Researchers thought they had dealt their newborn mice a death blow by deleting the Numb and Numb-like genes in the neural progenitor cells of the subventricular zone (SVZ). Within 2 weeks of the conditional deletion, they saw massive enlargement of the ventricles and loss of cells lining the space and disappearance of the associated neuroprogenitor cells. Growth retardation was starting to set in.
But surprisingly, the mice did not die. In fact, by the time they were 6 months old, their brains had largely repaired the early damage. That surprising finding, reported in this week’s Cell from Yuh-Nung Jan and colleagues of the Howard Hughes Medical Institute at the University of California at San Francisco, revealed an unexpected capacity in the brain for self-repair and remodeling in the face of what looked like catastrophic damage to the stem cell niche.
While the results are not directly applicable to AD—the type of damage the disease causes is vastly different from Numb knockouts—it is a hopeful sign for the future prospects of harnessing the natural regenerative capacity of the brain to remedy some aspects of neurodegenerative disease.

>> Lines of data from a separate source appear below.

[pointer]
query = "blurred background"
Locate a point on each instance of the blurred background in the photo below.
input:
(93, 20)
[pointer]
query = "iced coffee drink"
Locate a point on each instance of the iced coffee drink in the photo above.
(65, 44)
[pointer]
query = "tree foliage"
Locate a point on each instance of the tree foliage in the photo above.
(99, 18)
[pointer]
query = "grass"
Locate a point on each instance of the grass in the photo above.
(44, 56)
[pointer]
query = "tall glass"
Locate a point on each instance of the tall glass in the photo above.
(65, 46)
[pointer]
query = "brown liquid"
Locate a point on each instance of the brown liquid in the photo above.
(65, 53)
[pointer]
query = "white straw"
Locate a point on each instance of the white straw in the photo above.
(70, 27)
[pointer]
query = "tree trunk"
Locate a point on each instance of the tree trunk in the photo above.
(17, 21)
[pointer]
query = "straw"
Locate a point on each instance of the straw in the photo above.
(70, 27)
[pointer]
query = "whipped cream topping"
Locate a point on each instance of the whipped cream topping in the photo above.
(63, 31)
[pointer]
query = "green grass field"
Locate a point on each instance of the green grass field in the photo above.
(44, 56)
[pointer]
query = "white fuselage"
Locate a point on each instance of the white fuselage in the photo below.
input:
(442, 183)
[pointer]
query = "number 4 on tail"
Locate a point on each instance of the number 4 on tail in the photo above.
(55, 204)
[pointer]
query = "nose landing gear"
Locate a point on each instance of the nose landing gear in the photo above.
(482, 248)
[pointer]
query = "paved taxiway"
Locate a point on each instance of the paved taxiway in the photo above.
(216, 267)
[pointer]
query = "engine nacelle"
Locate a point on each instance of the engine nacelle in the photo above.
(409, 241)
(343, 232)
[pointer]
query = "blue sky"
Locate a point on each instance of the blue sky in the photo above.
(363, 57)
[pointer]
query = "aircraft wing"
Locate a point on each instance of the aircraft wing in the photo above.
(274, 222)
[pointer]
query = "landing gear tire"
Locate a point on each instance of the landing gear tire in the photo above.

The brain-repair story started as a search for genes that function to maintain and regulate the neural progenitor pool that persists in the SVZ throughout postnatal and adult life. First author Chay Kuo and colleagues developed a scheme to target these cells by expressing a tamoxifen-inducible Cre recombinase transgene under control of the progenitor-specific nestin promoter. They used the targeted Cre to create a conditional knockout in postnatal mice of a known regulator of embryonic neurogenesis, the Numb gene. By doing this in a background of a knockout of the Numb homolog, Numb-like, they could create mice double null for the two related genes.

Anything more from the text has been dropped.